‘Avrupa Rüyası’nın sonu...
1990'ların başlarında, “Soğuk Savaş” döneminin kapanması, “Sovyetler Birliği”nin dağılması, Doğu Avrupa'nın Batı Avrupa'ya yönelmesi “Avrupa Birliği”ni yeniden bir çekim...
1990'ların başlarında, “Soğuk Savaş” döneminin kapanması, “Sovyetler Birliği”nin dağılması, Doğu Avrupa'nın Batı Avrupa'ya yönelmesi “Avrupa Birliği”ni yeniden bir çekim merkezine dönüştürmüştü. Sovyetler Birliği ve güdümündeki ülkeler “Demir perde ülkeleri” olarak anılıyordu. Demirperde kalktıktan sonra, ilk olarak “Doğu Almanya”, Batı Almanya ile birleşerek AB'nin parçası oldu. “Demir Perde” ülkelerinden Letonya, Estonya, Litvanya, Çekya, Slovakya, Macaristan, Polonya, Hırvatistan, Slovenya, Bulgaristan ve Romanya da AB'ye katıldı. 1990'da AB'nin 12 üyesi vardı. Bugün bu sayı 28'e ulaştı. Türkiye dahil 6 ülke ise üye olmayı bekliyor.
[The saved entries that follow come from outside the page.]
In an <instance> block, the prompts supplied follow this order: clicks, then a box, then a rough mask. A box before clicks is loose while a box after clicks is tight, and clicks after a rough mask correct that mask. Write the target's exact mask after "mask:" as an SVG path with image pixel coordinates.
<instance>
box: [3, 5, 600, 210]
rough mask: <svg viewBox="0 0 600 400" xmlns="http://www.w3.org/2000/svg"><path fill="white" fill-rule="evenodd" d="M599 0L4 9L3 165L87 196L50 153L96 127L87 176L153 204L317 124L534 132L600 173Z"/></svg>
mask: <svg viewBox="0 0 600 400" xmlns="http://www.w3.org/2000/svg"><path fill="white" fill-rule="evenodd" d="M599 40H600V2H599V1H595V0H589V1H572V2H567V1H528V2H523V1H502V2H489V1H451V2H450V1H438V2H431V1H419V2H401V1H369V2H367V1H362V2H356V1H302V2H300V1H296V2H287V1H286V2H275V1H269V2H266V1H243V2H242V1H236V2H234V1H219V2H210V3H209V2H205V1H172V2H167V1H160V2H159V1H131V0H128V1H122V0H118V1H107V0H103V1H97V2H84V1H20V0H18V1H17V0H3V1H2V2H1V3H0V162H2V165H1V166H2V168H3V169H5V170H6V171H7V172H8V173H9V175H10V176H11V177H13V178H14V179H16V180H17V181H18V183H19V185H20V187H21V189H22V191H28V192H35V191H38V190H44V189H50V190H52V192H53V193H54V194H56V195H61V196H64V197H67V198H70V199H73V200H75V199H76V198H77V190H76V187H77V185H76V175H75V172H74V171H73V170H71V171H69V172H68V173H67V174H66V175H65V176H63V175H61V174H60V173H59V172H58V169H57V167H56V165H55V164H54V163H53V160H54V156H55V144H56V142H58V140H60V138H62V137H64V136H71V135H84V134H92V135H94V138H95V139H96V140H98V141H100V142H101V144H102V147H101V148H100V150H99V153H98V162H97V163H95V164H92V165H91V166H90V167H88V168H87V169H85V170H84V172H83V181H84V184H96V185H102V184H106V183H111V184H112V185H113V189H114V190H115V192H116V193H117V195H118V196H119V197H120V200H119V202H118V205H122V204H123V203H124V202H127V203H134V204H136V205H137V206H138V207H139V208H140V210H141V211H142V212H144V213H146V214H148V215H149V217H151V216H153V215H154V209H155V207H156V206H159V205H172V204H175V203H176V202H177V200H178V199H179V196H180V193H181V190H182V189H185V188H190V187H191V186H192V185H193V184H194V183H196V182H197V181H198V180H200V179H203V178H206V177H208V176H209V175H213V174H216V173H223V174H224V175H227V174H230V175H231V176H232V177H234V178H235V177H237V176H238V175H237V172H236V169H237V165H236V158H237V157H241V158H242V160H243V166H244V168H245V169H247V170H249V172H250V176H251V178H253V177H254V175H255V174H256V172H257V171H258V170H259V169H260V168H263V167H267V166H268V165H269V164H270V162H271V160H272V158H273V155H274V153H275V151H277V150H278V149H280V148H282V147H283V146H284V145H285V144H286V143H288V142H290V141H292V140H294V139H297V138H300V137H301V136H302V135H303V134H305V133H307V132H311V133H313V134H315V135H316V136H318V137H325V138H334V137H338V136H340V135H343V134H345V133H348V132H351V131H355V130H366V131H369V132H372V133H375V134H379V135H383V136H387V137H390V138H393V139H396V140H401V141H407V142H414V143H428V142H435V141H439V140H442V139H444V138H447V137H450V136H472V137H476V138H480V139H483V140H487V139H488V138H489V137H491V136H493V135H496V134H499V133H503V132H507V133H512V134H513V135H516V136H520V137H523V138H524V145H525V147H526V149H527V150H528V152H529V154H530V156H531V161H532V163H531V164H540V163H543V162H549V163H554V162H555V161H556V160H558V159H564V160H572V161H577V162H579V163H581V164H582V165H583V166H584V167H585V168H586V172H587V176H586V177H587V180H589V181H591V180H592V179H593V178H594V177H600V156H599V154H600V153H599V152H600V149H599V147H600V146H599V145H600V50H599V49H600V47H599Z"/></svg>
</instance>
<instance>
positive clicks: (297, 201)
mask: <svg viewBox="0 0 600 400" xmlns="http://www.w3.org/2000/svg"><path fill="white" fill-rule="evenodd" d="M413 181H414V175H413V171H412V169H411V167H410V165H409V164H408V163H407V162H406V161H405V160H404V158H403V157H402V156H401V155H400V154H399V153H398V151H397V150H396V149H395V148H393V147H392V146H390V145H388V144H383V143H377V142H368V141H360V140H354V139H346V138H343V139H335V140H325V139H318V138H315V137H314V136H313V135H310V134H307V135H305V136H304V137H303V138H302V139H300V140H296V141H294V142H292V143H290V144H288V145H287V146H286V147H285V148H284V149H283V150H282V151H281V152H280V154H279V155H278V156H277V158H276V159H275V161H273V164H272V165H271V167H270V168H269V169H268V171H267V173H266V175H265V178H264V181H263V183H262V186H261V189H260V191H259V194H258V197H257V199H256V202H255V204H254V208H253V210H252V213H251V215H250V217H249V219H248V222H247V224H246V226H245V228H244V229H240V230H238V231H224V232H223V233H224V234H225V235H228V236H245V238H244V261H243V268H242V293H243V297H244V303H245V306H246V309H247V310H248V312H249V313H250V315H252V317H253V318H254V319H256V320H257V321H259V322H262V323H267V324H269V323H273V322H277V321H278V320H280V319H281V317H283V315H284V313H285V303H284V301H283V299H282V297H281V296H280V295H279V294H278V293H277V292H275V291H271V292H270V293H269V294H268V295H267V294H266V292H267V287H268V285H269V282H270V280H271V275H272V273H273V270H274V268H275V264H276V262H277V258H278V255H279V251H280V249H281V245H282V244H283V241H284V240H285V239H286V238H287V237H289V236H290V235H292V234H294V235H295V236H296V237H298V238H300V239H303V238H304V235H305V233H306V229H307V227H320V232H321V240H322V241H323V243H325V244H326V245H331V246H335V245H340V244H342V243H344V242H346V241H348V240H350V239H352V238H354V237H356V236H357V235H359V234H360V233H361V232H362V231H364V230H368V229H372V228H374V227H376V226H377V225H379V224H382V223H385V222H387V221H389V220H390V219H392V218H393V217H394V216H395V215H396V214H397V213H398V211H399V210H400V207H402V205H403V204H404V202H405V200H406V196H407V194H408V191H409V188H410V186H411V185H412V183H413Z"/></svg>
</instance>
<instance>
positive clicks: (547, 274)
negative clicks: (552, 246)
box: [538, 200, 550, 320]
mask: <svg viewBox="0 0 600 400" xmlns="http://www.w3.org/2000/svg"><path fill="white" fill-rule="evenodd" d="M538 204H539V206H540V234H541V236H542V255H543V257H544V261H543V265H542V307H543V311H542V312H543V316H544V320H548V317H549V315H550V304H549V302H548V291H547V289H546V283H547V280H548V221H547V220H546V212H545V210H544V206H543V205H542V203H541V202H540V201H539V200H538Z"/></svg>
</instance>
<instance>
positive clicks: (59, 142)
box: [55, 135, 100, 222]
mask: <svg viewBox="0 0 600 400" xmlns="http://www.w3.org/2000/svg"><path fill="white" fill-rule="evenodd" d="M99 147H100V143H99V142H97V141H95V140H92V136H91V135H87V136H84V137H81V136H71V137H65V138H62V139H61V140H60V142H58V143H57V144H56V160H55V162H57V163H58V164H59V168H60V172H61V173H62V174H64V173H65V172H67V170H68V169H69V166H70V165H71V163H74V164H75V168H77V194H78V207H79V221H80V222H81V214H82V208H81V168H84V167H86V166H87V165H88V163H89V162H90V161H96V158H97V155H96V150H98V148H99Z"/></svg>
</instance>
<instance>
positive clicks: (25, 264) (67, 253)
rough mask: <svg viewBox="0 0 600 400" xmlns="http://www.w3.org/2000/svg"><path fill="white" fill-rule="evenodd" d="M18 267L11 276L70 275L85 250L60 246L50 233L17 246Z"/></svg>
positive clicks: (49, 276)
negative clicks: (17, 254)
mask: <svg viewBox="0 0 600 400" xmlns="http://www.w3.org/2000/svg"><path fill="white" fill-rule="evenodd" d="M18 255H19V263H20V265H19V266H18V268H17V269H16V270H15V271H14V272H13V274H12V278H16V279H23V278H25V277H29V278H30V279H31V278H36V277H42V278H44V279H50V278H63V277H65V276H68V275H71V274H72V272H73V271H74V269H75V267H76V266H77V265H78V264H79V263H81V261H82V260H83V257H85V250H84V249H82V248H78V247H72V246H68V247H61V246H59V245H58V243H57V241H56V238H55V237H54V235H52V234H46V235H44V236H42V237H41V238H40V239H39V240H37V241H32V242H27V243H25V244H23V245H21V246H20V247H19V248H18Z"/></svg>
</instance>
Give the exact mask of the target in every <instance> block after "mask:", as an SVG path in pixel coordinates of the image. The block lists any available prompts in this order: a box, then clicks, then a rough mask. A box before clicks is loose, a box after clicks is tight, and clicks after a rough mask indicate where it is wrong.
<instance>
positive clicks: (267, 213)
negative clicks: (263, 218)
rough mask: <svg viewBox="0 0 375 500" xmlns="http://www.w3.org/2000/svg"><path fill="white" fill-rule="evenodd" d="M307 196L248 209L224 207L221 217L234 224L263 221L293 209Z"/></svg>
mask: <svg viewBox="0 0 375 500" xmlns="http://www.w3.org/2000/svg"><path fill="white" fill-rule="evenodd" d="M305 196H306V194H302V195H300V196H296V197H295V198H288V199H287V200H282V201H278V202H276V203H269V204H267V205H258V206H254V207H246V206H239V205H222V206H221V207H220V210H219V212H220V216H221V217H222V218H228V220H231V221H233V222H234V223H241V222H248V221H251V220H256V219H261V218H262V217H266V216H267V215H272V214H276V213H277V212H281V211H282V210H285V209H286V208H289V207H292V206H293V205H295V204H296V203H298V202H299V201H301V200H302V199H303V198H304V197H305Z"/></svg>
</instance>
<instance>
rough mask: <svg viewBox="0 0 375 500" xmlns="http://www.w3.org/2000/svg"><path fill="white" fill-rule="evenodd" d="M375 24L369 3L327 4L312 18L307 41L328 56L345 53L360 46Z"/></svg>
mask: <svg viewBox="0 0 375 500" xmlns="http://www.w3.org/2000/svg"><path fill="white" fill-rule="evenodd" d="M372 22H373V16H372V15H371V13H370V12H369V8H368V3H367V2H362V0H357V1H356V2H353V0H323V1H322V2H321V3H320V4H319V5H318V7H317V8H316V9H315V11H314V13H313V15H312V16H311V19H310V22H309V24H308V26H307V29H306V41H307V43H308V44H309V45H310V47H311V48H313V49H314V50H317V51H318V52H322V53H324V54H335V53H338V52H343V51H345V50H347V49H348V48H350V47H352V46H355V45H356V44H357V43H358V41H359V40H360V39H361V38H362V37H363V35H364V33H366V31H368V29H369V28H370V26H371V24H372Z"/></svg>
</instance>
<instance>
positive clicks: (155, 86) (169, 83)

Ancak Avrupa Birliği büyüsünü kaybetmiş görünüyor. “Avrupa Rüyası” bizzat Avrupalılar için çekiciliğini yitiriyor. 'Amerikan Rüyası' gibi “Avrupa Rüyası” da sararıp soldu. Üstelik AB için tehlike çanları çalıyor. 23 Haziran'da yapılacak referandumla İngiltere AB'de kalıp kalmayacağına karar verecek. Fransa başta olmak üzere birçok ülkedeyse AB'ye verilen halk desteği eriyor. Böyle bir süreçte İngiltere'de yapılacak olan referandum domino etkisi yapabilir. Nitekim İsveç Dış İşleri Bakanı Margot Wallström “BBC”ye yaptığı açıklamada, hangi sonuç çıkarsa çıksın, referandumun AB'nin dağılmasının önünü açabileceği uyarısında bulundu. Wallström'e göre referandum diğer AB üyesi ülkeler için kötü emsal olacak. Wallström o kadar endişelenmiş ki “Yayılma etkisi maalesef ki hissedilecek, derinden hissedilecek. Her halükarda kötü olacak” demekten kendini alamamış.